Torque amplification is a measure of the peak torque in a driveline compared to the steady working torque. In all torsional applications the components in the driveline, including the gearbox, motor, shafts and pinions have to be designed to withstand peak torques or premature failure of the system will occur. In effect the driveline has to be over engineered to compensate, but if torque amplification can be reduced then so too can the size of the components in the driveline, and that can result in huge savings in capital investment.

One of the main causes of torque amplification is backlash across gears and couplings. The Renold Hi-Tec coupling is backlash free by virtue of the precompressed rubber blocks which not only eliminate clearance but incorporate hysteretsis damping as the rubber deflects. Renold's engineers were able to use in-house software to analyse the dynamics of the system and carefully select the correct type of coupling and rubber blocks to change the natural frequency of the system and avoid resonant frequencies.


Three rubber-in-compression couplings were specified delivering up to 8 mega watts of power each, that's over ten million horse power, and operating at speeds of up to 725rpm.

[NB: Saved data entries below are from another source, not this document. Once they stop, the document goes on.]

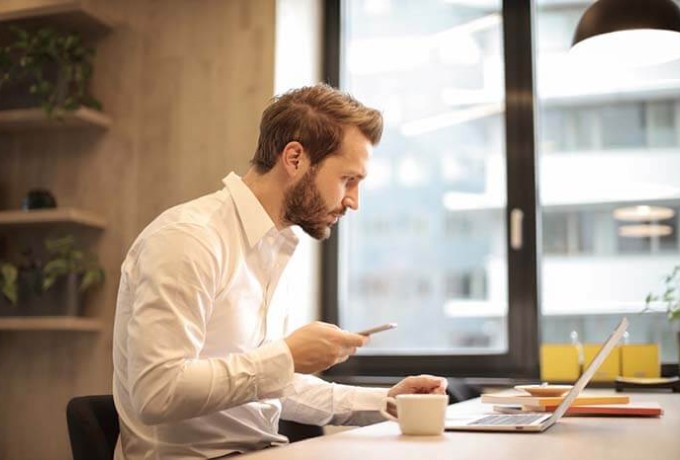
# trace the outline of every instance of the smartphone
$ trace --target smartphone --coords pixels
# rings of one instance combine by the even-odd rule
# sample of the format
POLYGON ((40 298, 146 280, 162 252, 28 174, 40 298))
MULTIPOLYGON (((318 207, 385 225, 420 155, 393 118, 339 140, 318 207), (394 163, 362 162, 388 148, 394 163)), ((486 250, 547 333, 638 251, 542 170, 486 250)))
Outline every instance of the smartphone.
POLYGON ((359 335, 371 335, 371 334, 376 334, 378 332, 382 331, 389 331, 390 329, 394 329, 397 327, 397 323, 386 323, 382 324, 380 326, 372 327, 370 329, 365 329, 363 331, 357 332, 359 335))

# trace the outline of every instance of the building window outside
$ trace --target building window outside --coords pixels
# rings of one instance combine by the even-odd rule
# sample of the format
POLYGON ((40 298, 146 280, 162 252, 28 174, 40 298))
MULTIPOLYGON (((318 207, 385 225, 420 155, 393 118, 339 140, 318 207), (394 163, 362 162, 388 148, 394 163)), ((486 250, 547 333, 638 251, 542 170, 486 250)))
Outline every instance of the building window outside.
POLYGON ((542 340, 571 330, 598 342, 621 314, 631 342, 661 344, 677 361, 664 314, 644 314, 680 261, 680 61, 645 69, 584 69, 568 49, 590 2, 536 5, 538 184, 542 212, 542 340), (555 27, 559 23, 561 27, 555 27), (662 207, 663 220, 621 220, 617 210, 662 207), (662 226, 645 236, 635 227, 662 226))
MULTIPOLYGON (((535 5, 541 340, 577 330, 599 342, 626 313, 630 340, 660 342, 674 362, 663 314, 637 313, 680 253, 680 81, 658 83, 680 75, 680 62, 609 81, 576 75, 567 50, 588 4, 535 5), (614 213, 637 205, 671 209, 659 222, 670 233, 624 236, 631 222, 614 213)), ((340 86, 380 108, 386 126, 361 210, 340 226, 339 324, 400 323, 366 355, 505 353, 515 307, 501 3, 341 6, 340 86)))
POLYGON ((368 353, 507 349, 505 283, 487 283, 507 276, 502 29, 483 3, 342 3, 341 87, 386 122, 340 228, 341 326, 400 324, 368 353), (458 321, 477 307, 493 327, 458 321))

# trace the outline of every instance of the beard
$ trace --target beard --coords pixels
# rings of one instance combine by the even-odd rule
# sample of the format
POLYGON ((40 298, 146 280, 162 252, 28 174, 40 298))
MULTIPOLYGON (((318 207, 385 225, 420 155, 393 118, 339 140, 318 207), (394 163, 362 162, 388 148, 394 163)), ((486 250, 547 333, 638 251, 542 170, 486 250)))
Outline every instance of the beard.
POLYGON ((316 169, 312 168, 286 192, 283 198, 283 220, 290 225, 299 225, 314 239, 325 240, 331 236, 329 217, 332 214, 340 217, 345 211, 341 209, 333 213, 328 210, 314 183, 315 179, 316 169))

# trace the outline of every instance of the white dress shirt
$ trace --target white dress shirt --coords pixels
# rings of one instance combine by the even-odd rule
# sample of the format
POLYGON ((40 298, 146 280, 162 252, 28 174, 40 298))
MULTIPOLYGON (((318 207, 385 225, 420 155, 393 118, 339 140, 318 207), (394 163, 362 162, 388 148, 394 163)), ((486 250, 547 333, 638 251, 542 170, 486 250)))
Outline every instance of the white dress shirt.
MULTIPOLYGON (((165 211, 121 267, 113 337, 116 459, 214 458, 287 443, 282 417, 382 420, 385 389, 295 374, 283 341, 298 239, 234 173, 165 211)), ((294 306, 294 304, 293 304, 294 306)))

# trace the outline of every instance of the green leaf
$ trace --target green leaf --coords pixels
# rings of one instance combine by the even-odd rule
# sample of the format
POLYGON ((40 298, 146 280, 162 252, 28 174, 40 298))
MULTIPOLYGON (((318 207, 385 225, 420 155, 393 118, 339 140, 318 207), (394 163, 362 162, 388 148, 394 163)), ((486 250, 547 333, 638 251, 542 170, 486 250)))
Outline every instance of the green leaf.
POLYGON ((62 107, 66 110, 76 110, 78 107, 80 107, 80 104, 74 98, 69 97, 64 101, 62 107))
POLYGON ((675 291, 675 288, 668 288, 664 291, 663 293, 663 301, 664 302, 669 302, 672 301, 675 298, 675 295, 673 292, 675 291))
POLYGON ((680 308, 676 308, 675 310, 669 310, 668 311, 668 320, 669 321, 679 321, 680 320, 680 308))
POLYGON ((45 240, 45 249, 50 256, 65 256, 75 247, 76 239, 73 235, 64 235, 45 240))
POLYGON ((643 311, 648 311, 652 302, 661 301, 665 304, 668 320, 680 320, 680 264, 675 265, 670 273, 663 277, 663 287, 660 295, 647 294, 643 311))
POLYGON ((651 292, 649 294, 647 294, 647 297, 645 297, 645 308, 649 308, 649 305, 652 302, 655 302, 656 300, 657 300, 657 297, 654 294, 652 294, 651 292))
POLYGON ((43 277, 43 282, 42 282, 42 289, 43 291, 47 291, 49 288, 51 288, 54 283, 57 281, 58 276, 56 275, 45 275, 43 277))
POLYGON ((83 279, 80 282, 80 291, 84 292, 93 286, 97 286, 104 282, 104 270, 88 270, 83 275, 83 279))
POLYGON ((8 262, 3 262, 0 265, 0 274, 2 274, 3 283, 12 284, 17 280, 19 270, 8 262))
POLYGON ((9 300, 12 303, 12 305, 17 304, 16 284, 2 286, 2 293, 4 294, 5 297, 7 297, 7 300, 9 300))
POLYGON ((59 275, 66 275, 70 272, 70 264, 66 259, 50 260, 43 267, 43 274, 49 277, 57 277, 59 275))
POLYGON ((0 264, 0 281, 1 291, 5 297, 16 305, 17 303, 17 275, 19 270, 9 262, 2 262, 0 264))

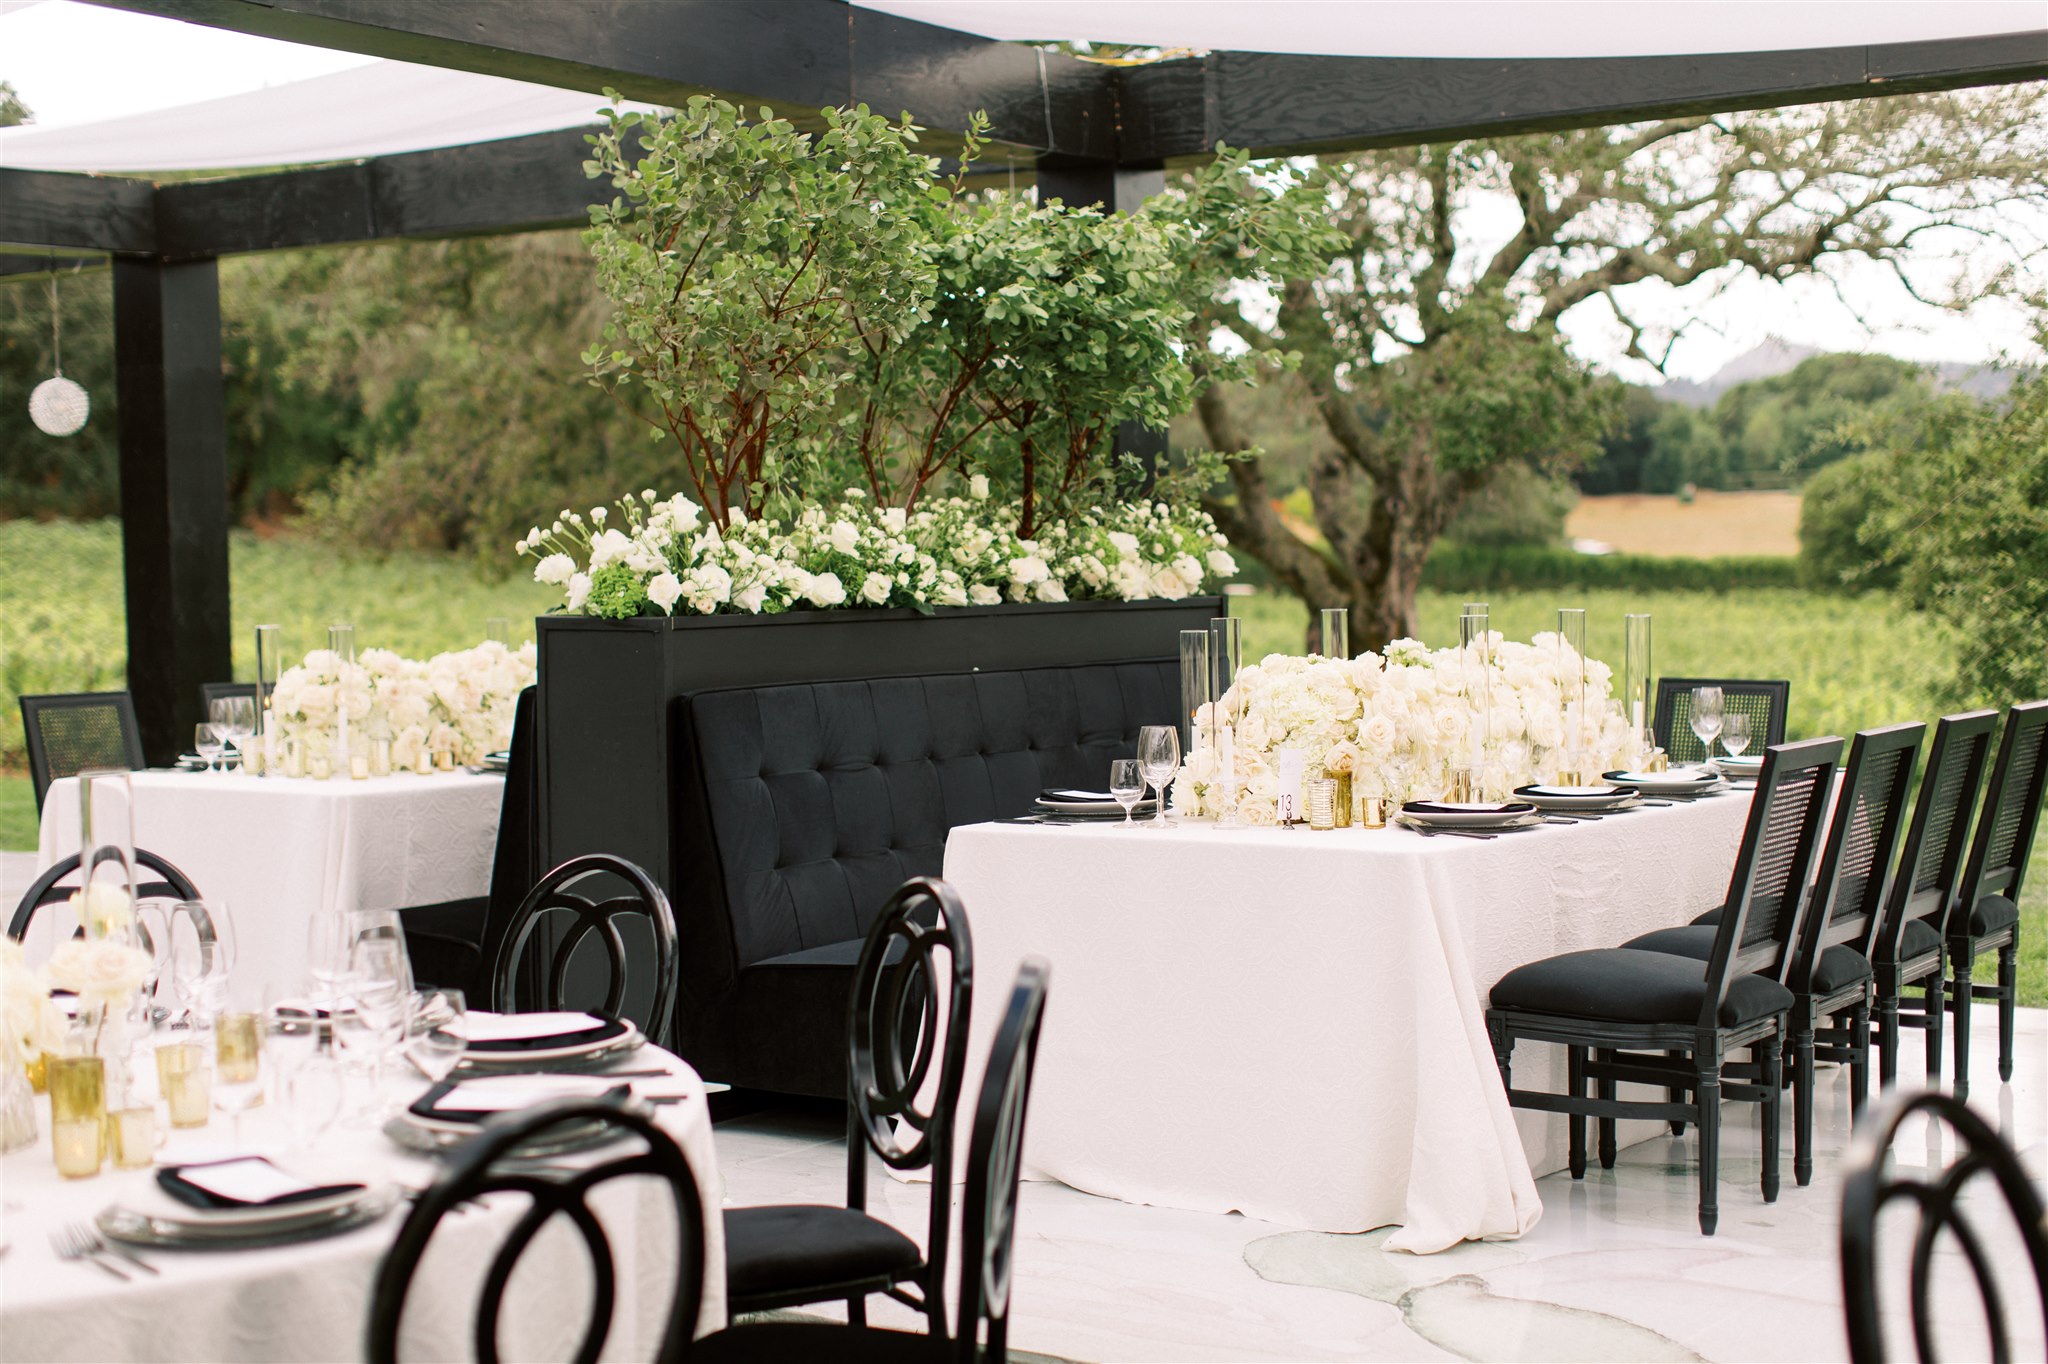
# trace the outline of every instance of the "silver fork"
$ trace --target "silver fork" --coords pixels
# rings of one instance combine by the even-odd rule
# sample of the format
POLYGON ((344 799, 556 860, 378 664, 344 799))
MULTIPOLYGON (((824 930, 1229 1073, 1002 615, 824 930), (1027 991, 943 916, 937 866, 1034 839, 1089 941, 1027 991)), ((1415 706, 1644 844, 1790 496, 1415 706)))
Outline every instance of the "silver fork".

The new couplings dramatically increased the life of the plant and cut the ongoing cost of ownership as rubber-in compression couplings are also maintenance free.

Capital investment was also reduced as the plant did not have to be over engineered to accommodate shock loads some 23% greater.

An added advantage for the reversing roughing stands was the benefit of no lost motion while reversing. A major contributor to wear and fatigue are the torque spikes which occur during reversal and this is cut significantly by the backlash free nature of the rubber-in-compression couplings.